The turn player is referred to as the "offense." On a player's turn, they retrieve one ship from the warp, and then draw a card from the "Destiny" deck, containing color-coded cards which indicate which player's system they must attack; the player who owns this system becomes the "defense." Using a special "hyperspace gate" (formerly "hyperspace cone" or simply "cone") indicator, the offense selects which opponent on which planet to attack, and then places from 1 to 4 ships on the gate; the defense simply defends with however many ships he has on the targeted planet. Both the offense and defense can ask the other players individually to ally with their side; each invited player may commit up to 4 ships to either side of the conflict.

Once allies have committed, the offense and defense both select encounter cards from their hands to place face-down, then reveal them. If both cards are Attack cards, the total of the attack value and number of allied ships are added for both sides, and the side with the larger value wins with the defending player winning in case of ties.

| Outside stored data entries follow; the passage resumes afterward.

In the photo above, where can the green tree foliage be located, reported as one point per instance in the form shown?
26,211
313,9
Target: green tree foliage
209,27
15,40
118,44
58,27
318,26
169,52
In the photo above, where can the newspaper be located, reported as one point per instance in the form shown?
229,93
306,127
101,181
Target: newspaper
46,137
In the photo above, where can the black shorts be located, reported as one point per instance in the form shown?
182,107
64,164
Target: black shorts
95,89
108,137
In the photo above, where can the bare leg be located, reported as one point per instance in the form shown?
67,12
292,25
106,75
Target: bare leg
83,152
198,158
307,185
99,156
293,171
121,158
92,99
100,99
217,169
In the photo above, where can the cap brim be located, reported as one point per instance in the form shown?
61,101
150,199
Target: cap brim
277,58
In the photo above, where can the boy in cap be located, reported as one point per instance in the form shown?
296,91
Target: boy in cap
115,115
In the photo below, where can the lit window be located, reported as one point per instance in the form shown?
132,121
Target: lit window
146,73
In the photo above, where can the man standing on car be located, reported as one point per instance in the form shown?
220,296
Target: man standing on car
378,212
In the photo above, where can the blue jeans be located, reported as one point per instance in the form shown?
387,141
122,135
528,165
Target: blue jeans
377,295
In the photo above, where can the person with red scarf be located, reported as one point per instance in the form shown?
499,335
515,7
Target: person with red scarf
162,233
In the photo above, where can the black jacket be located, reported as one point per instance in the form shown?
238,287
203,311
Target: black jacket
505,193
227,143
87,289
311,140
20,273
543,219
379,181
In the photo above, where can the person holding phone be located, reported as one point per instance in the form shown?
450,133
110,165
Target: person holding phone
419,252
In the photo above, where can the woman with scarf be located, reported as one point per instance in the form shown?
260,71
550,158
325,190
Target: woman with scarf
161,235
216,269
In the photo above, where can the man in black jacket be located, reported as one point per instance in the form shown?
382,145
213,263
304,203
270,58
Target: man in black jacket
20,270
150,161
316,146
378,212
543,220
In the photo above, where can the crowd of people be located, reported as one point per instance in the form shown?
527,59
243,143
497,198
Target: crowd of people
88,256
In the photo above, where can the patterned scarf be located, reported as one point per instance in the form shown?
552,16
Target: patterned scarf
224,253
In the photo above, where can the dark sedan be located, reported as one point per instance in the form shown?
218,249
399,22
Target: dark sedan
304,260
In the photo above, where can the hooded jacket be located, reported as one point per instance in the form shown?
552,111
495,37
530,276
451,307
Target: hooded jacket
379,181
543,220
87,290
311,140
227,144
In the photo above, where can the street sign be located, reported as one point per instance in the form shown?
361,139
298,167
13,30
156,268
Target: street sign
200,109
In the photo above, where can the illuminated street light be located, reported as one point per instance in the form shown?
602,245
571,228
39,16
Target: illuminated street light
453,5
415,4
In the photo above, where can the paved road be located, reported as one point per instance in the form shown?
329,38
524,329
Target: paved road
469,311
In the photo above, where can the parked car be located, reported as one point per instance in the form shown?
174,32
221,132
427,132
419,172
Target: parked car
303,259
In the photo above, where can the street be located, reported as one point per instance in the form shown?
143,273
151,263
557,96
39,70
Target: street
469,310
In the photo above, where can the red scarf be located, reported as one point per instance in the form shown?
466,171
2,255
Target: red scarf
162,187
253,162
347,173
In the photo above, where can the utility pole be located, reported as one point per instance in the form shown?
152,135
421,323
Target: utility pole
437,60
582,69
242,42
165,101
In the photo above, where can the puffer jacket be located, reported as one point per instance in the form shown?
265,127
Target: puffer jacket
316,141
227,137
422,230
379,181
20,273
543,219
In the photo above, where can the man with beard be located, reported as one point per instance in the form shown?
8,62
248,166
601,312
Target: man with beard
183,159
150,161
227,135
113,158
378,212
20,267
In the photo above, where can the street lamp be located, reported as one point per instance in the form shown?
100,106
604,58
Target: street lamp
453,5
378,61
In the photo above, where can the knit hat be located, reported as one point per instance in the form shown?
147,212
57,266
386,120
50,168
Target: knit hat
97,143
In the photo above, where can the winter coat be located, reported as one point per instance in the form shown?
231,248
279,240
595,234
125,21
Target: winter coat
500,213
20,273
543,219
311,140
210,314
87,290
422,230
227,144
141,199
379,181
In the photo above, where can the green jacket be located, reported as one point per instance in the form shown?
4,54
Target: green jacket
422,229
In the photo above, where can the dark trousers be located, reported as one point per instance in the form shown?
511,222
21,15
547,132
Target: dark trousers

All players involved in the encounter may play Reinforcement cards from their hands to add numerical bonuses to each side's forces. If the offense's side wins, the defense's colony is lost and all ships on the defense's side are sent to the warp, while the offense and their allies land their ships on that planet, establishing new colonies on it. If the defense's side wins, all ships on the offense's side are sent to the warp, and defensive allies gain a reward of either a ship from the warp or a new card from the deck for each ship risked. If both players use Negotiate cards, they have one minute to make a deal, such as exchanging colonies or cards from their hands, while all allies are sent back to their owners' colonies (allies get nothing in this situation). If a deal can't be made, both players lose three ships each as a penalty. If one side plays a Negotiate card against an Attack card, they immediately lose, but they, though not their allies, get "compensation" from the victor by drawing cards from the victor's hand equal to the number of ships they lost in the battle.

At the end of the offense's turn, they may have a second encounter if they successfully attacked or made a deal. If they can't, choose not to, or have already had two encounters this turn, then play proceeds to the next player.

The rules become more complex with the introduction of alien powers. These are typically drawn randomly at the start of the game and known to all players; however, variants exist where players can select their powers, use multiple powers simultaneously, or hide their powers until they are used. Each power gives the player a way to bend the core rules to their advantages, typically in one of the following ways:

  • Continuous effects, such as the Macron, where each of its ships is valued as 4 ships during combat
  • Combat resolution effects, such as the Void, where any ship that loses against it is removed from the game entirely instead of going to the warp
  • Victory condition changes, such as Masochist, who wins if it loses all its ships
  • Role-playing elements, such as the Sniveler, who, if in a losing position, may whine to the other players to gain benefits

A player's alien power is only active if they have three or more colonies in their home system, and if lost, can be regained by taking back a third colony.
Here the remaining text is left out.